Due anni di chilometri e chilometri in macchina, di gite in moto fatte in macchina, di cene, di aperitivi, di serate, di lunghe chiaccherate, di mille interessi in comune, di musica, di politica, di tutto. Tutto solo per vedere lui, per stare con lui, per parlare con lui. In quell'attimo durato due anni lui mi ha sempre guardato come se esistessi, mi ha parlato, è stato sempre ironico, simpatico, affascinante, sempre come quella prima sera. Il tempo passava e io non ho trovato il coraggio di dirglielo, che ero lì solo per lui, nemmeno gliel'ho mai accennato.
Fino a ieri sera, ieri sera ho trovato il coraggio perchè in questi due anni il callo è cresciuto, è maturato.
Gli ho vomitato in faccia tutte le mie attese, le mie speranze, le mie corse in macchina: tutto. Non volevo una risposta, volevo solo che il callo fosse completo. La sua risposta alla domanda che non gli ho fatto la sapevo già.

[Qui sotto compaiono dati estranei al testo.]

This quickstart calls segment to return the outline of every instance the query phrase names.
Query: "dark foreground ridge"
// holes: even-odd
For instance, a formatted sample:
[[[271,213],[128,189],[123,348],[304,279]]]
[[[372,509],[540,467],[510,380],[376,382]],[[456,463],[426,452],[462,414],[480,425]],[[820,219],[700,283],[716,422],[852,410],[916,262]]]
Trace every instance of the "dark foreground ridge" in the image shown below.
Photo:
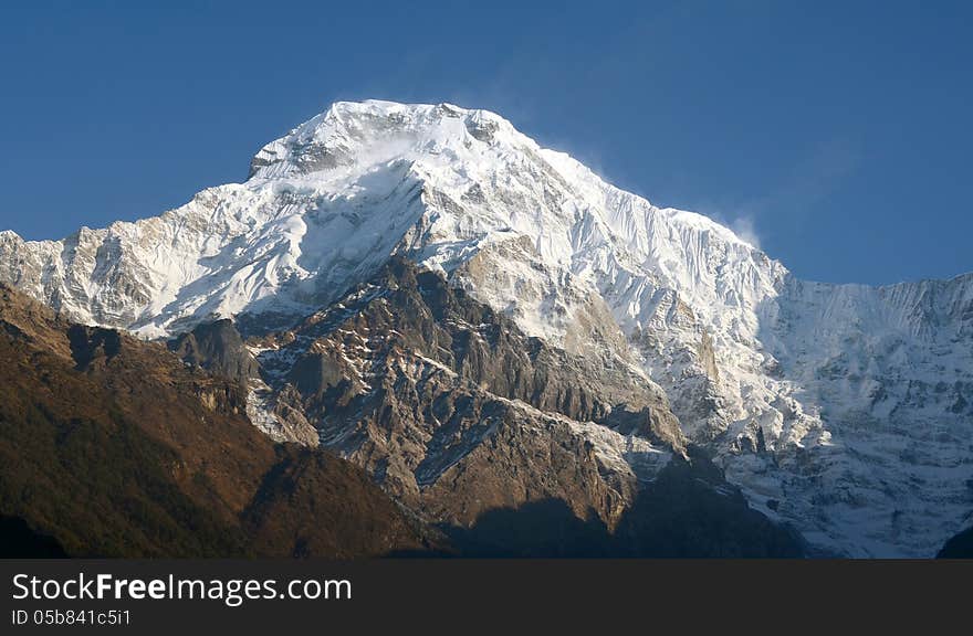
[[[423,393],[391,372],[400,365],[389,364],[387,392],[369,402],[376,399],[355,392],[351,371],[337,367],[326,347],[316,347],[314,364],[295,365],[290,375],[299,388],[281,388],[294,405],[333,427],[321,433],[351,426],[367,435],[366,457],[376,462],[362,467],[354,456],[347,462],[327,448],[274,444],[250,423],[244,391],[252,361],[227,321],[179,339],[170,344],[174,352],[114,330],[71,325],[0,288],[0,513],[4,537],[15,539],[10,555],[803,554],[799,537],[752,510],[694,448],[686,449],[686,458],[677,453],[655,480],[634,487],[629,505],[607,515],[610,498],[597,496],[610,494],[614,483],[590,462],[592,448],[558,427],[538,433],[531,428],[533,415],[511,410],[496,395],[601,417],[681,451],[681,439],[667,437],[665,403],[650,396],[611,418],[605,405],[614,406],[621,389],[590,379],[572,384],[578,361],[524,339],[503,317],[435,275],[396,267],[385,274],[394,293],[383,295],[381,307],[366,303],[359,315],[345,311],[331,326],[318,317],[304,325],[304,333],[333,341],[339,325],[360,331],[381,327],[384,316],[399,316],[385,326],[400,335],[386,353],[415,360],[420,347],[437,351],[438,364],[456,375],[423,374]],[[486,338],[457,330],[457,320],[475,321]],[[495,393],[471,389],[488,380]],[[436,398],[423,403],[423,394]],[[462,438],[484,413],[498,416],[501,434],[471,452],[444,448],[452,464],[443,460],[444,468],[426,473],[437,478],[410,490],[389,479],[398,460],[391,453],[400,449],[377,441],[426,425],[422,414],[430,410],[454,426],[438,433],[443,442],[447,434]],[[324,416],[334,412],[345,420]],[[354,412],[370,413],[368,426],[355,422]],[[423,474],[406,468],[396,470]],[[511,499],[511,492],[519,495]],[[496,504],[471,513],[477,500]]]

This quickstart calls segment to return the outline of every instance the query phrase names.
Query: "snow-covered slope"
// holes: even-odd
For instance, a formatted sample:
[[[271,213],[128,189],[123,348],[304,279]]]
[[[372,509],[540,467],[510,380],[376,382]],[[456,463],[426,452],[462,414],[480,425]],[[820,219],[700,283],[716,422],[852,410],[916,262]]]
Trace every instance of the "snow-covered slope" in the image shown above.
[[[335,104],[261,149],[244,183],[159,218],[0,234],[0,279],[163,337],[212,316],[286,325],[394,253],[530,335],[651,377],[752,505],[822,550],[930,555],[971,521],[973,276],[796,280],[482,110]]]

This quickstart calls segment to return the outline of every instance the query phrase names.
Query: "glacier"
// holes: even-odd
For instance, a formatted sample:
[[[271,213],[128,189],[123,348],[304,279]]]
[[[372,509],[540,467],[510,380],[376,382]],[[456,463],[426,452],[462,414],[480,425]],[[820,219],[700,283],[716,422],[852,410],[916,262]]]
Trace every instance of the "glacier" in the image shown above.
[[[658,383],[751,506],[819,554],[930,556],[973,523],[973,274],[799,280],[485,110],[334,104],[244,182],[159,216],[0,233],[0,280],[155,339],[217,317],[289,326],[391,255]]]

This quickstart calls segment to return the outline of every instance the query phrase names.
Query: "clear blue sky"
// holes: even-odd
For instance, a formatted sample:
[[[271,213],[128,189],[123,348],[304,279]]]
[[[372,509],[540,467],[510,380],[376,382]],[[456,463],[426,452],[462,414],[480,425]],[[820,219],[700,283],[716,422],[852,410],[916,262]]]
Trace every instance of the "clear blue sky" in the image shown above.
[[[336,99],[495,110],[794,273],[973,269],[971,2],[21,2],[0,229],[149,216]]]

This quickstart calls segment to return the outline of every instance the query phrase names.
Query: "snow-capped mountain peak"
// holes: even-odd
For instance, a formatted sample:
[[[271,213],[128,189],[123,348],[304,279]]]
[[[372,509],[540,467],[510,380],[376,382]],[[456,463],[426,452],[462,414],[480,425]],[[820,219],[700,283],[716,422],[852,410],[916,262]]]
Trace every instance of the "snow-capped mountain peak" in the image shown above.
[[[508,120],[337,103],[239,184],[62,241],[0,233],[0,280],[145,337],[291,325],[393,254],[527,335],[669,395],[751,505],[814,545],[924,555],[973,511],[973,277],[804,283],[731,230],[621,191]]]

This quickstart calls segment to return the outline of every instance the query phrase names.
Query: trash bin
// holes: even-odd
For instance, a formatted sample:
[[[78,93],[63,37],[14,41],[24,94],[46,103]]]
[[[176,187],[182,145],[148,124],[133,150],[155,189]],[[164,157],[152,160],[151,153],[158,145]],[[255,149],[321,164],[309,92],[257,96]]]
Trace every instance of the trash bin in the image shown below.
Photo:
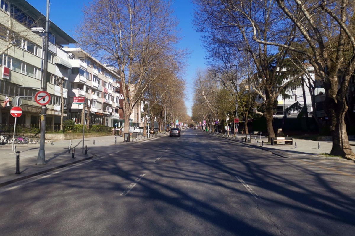
[[[250,143],[251,142],[251,134],[246,134],[246,142]]]
[[[126,143],[130,142],[130,139],[131,139],[131,133],[125,133],[123,135],[123,142],[126,142]]]

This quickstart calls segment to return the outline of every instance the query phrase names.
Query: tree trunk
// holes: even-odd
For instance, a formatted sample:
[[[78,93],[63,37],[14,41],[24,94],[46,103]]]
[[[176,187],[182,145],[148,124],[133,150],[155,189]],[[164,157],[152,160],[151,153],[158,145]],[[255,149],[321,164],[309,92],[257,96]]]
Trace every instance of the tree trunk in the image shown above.
[[[146,136],[147,135],[147,116],[145,116],[144,117],[144,123],[143,125],[143,136]]]
[[[344,121],[348,109],[345,98],[341,100],[337,99],[335,101],[326,96],[324,105],[327,108],[326,110],[327,114],[331,118],[330,128],[333,138],[333,145],[330,155],[355,160],[355,154],[349,142]]]
[[[125,117],[125,124],[123,127],[123,132],[128,133],[130,128],[130,116],[131,115],[129,111],[125,111],[124,116]]]
[[[275,138],[275,132],[274,132],[274,127],[272,125],[273,119],[273,104],[266,102],[265,104],[265,111],[264,116],[266,119],[266,128],[267,129],[268,135],[269,137],[268,142],[271,141],[271,138]]]
[[[245,122],[244,122],[244,130],[245,131],[245,134],[249,134],[249,129],[248,129],[248,113],[246,113],[244,114],[244,119],[245,119]]]
[[[307,102],[306,99],[306,91],[305,90],[305,79],[302,77],[301,79],[301,84],[302,85],[302,93],[303,93],[303,107],[305,112],[306,113],[305,118],[306,119],[306,127],[307,130],[310,130],[310,122],[308,120],[308,110],[307,109]]]

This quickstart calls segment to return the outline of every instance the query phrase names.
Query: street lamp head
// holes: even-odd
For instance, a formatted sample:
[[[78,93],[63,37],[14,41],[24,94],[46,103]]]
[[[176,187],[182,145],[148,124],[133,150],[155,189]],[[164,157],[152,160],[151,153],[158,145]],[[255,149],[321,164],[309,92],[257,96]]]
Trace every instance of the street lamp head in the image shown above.
[[[31,28],[31,31],[35,34],[40,34],[44,33],[44,29],[41,27],[36,27]]]

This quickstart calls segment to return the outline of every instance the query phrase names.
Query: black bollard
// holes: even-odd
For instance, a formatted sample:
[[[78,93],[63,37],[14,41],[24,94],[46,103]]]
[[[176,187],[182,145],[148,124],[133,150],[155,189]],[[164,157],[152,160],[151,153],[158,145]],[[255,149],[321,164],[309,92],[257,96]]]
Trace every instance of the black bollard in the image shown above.
[[[20,151],[16,152],[16,174],[21,174],[20,172]]]

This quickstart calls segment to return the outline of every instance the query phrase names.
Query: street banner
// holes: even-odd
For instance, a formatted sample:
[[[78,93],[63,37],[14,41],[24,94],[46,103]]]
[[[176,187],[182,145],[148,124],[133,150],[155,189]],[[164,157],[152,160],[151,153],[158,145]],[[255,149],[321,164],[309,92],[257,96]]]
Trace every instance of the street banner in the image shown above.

Ho trovato il coraggio di dirgli tutto quanto solo perchè quell'attimo durato due anni finalmente era finito e non provavo più nulla per lui. Lo sapevo da sempre che a lui piaceva un'altra, una carina, magrina, stupidina, non avevo nessun bisogno che lui me lo dicesse. Ma lui non mi ha detto questo, mi ha solo chiesto perchè non gli avevo mai detto nulla, perchè avevo perso tanto tempo per un no.
In quel momento la mia ferita si è chiusa, il mio callo era completo.
Questa mattina mi sono svegliata un'altra.
Ora ho il callo, ora so amare.
Maristela
Perchè proprio ora che mi assomiglio tantissimo?
Ci sono voluti anni, sofferenze, ormoni e bisturi, ma quella che ora vedo nello specchio sono proprio io. Questo naso all'insù, così ben fatto, questo corpo sinuoso e prepotente, questo seno esagerato, questi zigomi alti, queste labbra carnose: tutto questo sono io. Con questi tacchi stratosferici persino l'altezza è cambiata, è diventata esagerata come tutto il resto, come ho sempre voluto che fosse.
Gli uomini mi guardano con aria interrogativa, dubbiosi se sia il caso o meno di desiderare questo corpo così esagerato e così ambiguo. Un'aria interrogativa che non può nascondere un certo desiderio, perchè il dubbio che io sia ancora, in parte, uomo li attrae e li intriga.
Ancora oggi è faticoso assomigliarmi, togliere quei peli di troppo, prendere ormoni, essere perennemente a dieta, camminare su questi tacchi che fanno di me una statua, una rappresentazione simbolica di una donna ma che rendono così difficile camminare. Eppure questa fatica è pienamente ripagata dalla mia somiglianza con me stessa, compresa quella parte di me stessa che è rimasta com'era e dov'era, compreso questo mio essere anche un po' maschio, dentro a una femminilità così esibita e simbolica.
A me non bastava sembrare una donna, volevo sembrare LA donna, volevo ESSERE la donna.
Ora nello specchio vedo questo: LA donna, emblematica, simbolica, che ho sempre visto dentro di me ma che dallo specchio prima non usciva. Un tempo dallo specchio usciva un maschio triste, effemminato che si guardava con disgusto perchè non si riconosceva. Ecco perchè piango, piango perchè non mi piace essere qui per terra, sentire il mio sangue che esce a fiotti, sentire che questo capolavoro, questa me stessa che con tanta fatica ho fatto in modo che mi assomigliasse, ora sta morendo.